According to Edmond S. Meany the word moclips comes from a Quinault word meaning a place where girls were sent as they were approaching puberty.[3] However, according to William Bright, the name comes from the Quinault word meaning, simply, "large stream".[4]

Contents

History

The indigenous inhabitants of the area were members of the Quinault tribe along the coast north of Grays Harbor and the Upper and Lower Chehalis tribes of the lower Chehalis River drainage. Other groups included the Copalis, Wynoochee, and Humptulips subtribes of the Upper Chehalis subtribe, and the Satsop subtribe of the Lower Chehalis.

By Quinault tradition, the Great Spirit called all the animals together and described how he would place humans on the earth. These he called Quinault. The Chehalis, Quinault, Cowlitz, and Queets spoke Coast Salish languages related to other Salishan language groups in the Northwest. The Quileute and Hoh spoke unrelated Chimakuan languages while the Makah spoke a Wakashan language, also unrelated. To the south the Chinookan people spoke yet another family of unrelated languages, the Chinookan languages. All the tribes also used a trade pidgin called Chinook Jargon.

The area's indigenous people lived in permanent villages along rivers and lakes. Water defined their economic and cultural lives. They harvested salmon as they swam upstream to spawn, as well as whales and seals along the coast. In the summers, hunters ranged inland and into the Olympic Mountains for game and to trade with other tribal groups. The Indians developed a high degree of skill with canoes carved from cedar trees in a variety of specialized designs adapted to swift-flowing rivers, broad estuaries, and the sea.

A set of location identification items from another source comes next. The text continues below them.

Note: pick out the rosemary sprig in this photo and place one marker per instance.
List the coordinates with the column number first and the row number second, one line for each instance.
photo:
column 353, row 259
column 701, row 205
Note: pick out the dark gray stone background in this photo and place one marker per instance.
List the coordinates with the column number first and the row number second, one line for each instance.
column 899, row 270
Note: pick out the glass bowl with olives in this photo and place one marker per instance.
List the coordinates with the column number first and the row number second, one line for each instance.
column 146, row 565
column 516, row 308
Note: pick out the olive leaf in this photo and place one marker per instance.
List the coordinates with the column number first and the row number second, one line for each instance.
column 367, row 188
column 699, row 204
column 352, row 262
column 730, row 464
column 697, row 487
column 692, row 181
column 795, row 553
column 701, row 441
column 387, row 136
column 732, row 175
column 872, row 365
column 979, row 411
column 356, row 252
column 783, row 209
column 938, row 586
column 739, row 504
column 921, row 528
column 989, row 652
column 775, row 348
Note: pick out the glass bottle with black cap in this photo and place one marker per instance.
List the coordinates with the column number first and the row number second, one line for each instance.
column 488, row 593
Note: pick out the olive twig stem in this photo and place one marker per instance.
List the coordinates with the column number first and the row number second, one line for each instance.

The Quinault's first recorded contact with Europeans, in 1775 near Grenville Point, ended in the deaths of seven Spaniards and as many as seven Indians. The Indians had traded peacefully with the explorers, but turned on them after the Spaniards landed, erected a cross, and claimed the land for the Spanish king. The reason for the sudden attack remains unexplained, but tribal historians have offered the possibility that the Europeans had violated a woman's safe haven.